La promozione di un nuovo futuro, dell’abbattimento delle barriere sociali, economiche e architettoniche sono stati negli ultimi anni al centro della “rinascita” soprattutto del quartiere dei Danisinni.  La Comunità di Danisinni, oggi costituita in Ente di Terzo Settore, nasce dallo storico presidio parrocchiale che nel territorio ha le sue radici fin dal 1700 quale Confraternita “Gesù, Maria e Giuseppe” e poi come Parrocchia “Sant’Agnese”. Nel 1991 ha costituito l’Associazione “Insieme per Danisinni Onlus”. Un avamposto francescano, guidato dai frati Cappuccini, da sempre a servizio del territorio. Il rione nel tempo si è trasformato diventando anche un’oasi ambientale con diverse attività. Si pensi ad esempio dal 2016 alla “Fattoria Comunitaria” dove grazie al comodato d’uso del terreno concesso dalla famiglia La Ciura  alla chiesa i volontari coltivano i prodotti della terra o si prendono cura degli animali. Questo per raccontare quanto un quartiere possa avere voglia di riscatto e che anche l’arte è chiamata ad esprimere questa  voglia di cambiamento.

Le associazioni sul territorio sposano l’arte globale di Cerami

Nel 2018 la Comunità ha accolto negli spazi parrocchiali il Museo sociale Danisinni costituito quale evoluzione del percorso di collaborazione con l’Accademia di Belle Arti di Palermo. Un polo per la promozione dell’arte contemporanea in città . E la struttura ha sposato il progetto di Cerami sposandosi perfettamente con i concetti di rigenerazione urbana e anche umana. 

L’entrare in contatto con il territorio, abbattendo paure e timori è uno dei primi passi come ha raccontato Cerami ad esempio in occasione della realizzazione della sua prima opera a Napoli. E così a Palermo fondamentale è stata la collaborazione con le realtà che conoscono e vivono i quartieri.E’ il caso del Museo Sociale Danisinni, le associazioni Handala e ZENgradoZero, partner del progetto Lighting Flowers a Palermo insieme all’Accademia di Belle Arti di Palermo

Zen Lighting Flowers Franz Cerami
“Lighting Flowers” allo Zen -Ph Rossella Puccio (Ufficio Stampa Museo Sociale Danisinni)
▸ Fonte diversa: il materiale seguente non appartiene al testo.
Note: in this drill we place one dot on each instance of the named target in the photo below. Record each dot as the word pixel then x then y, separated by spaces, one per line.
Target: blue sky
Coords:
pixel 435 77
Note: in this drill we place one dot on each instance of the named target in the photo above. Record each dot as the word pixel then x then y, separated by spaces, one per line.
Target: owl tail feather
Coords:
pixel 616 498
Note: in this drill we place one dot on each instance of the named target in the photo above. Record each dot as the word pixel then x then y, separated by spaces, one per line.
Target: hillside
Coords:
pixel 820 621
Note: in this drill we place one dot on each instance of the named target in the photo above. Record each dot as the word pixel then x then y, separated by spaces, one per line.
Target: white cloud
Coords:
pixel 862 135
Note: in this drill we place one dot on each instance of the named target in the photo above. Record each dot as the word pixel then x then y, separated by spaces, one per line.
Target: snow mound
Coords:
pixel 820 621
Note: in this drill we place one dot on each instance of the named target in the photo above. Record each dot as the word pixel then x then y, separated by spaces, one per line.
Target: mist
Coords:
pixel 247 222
L’arte crea ponti e non muri tra i quartieri Danisinni e Zen 

«L’arte crea ponti tra le persone, tra i quartieri, tra le città, ed è importante se vogliamo creare città armoniche e solidali. A Danisinni come allo Zen c’è stata grande partecipazione. È stato molto bello e appassionante vedere così tanto entusiasmo da parte dei bambini e di persone di ogni età – racconta Franz Cerami -. C’è una cosa che accomuna le periferie di tutto il mondo: la voglia di essere città, di essere una comunità alla pari, di poter costruire insieme dei percorsi”. 

I prossimi progetti nel quartiere Danisinni. Sulle pareti del quartiere i disegni dei bambini 

Entusiasmo di grandi e piccini ha caratterizzato l’arrivo dei graffiti digitali .”Un’operazione che presto riprenderemo- racconta a Valentina Console- presidente del Museo Sociale Danisinni e docente dell’Accademia di Belle Arti di Palermo-. L’idea è di proiettare i disegni dei bambini sulle pareti del quartiere, un laboratorio artistico collettivo che stimoli la loro immaginazione, come tentiamo di fare da molti anni a questa parte, per costruire un immaginario di possibilità e riscatto”. E tutto ciò passa attraverso l’impegno costante e quotidiano sul territorio. Sono numerose le attività che si susseguiranno nella stagione estiva ha raccontato Valentina Console.

A settembre ci saranno eventi teatrali, musicali ma anche mostre come quella di Nicola Console. E poi l immancabili passeggiate alla scoperta di Danisinni e delle sue opere urbane con “Buongiorno Notte”, altra realtà che quest’anno è entrata a far parte del Mu.S.Da.. E infine il progetto di rigenerazione artistica passa anche attraverso il teatro di realzione di comunità diretto da Gigi Borruso insieme a DanisinniLab.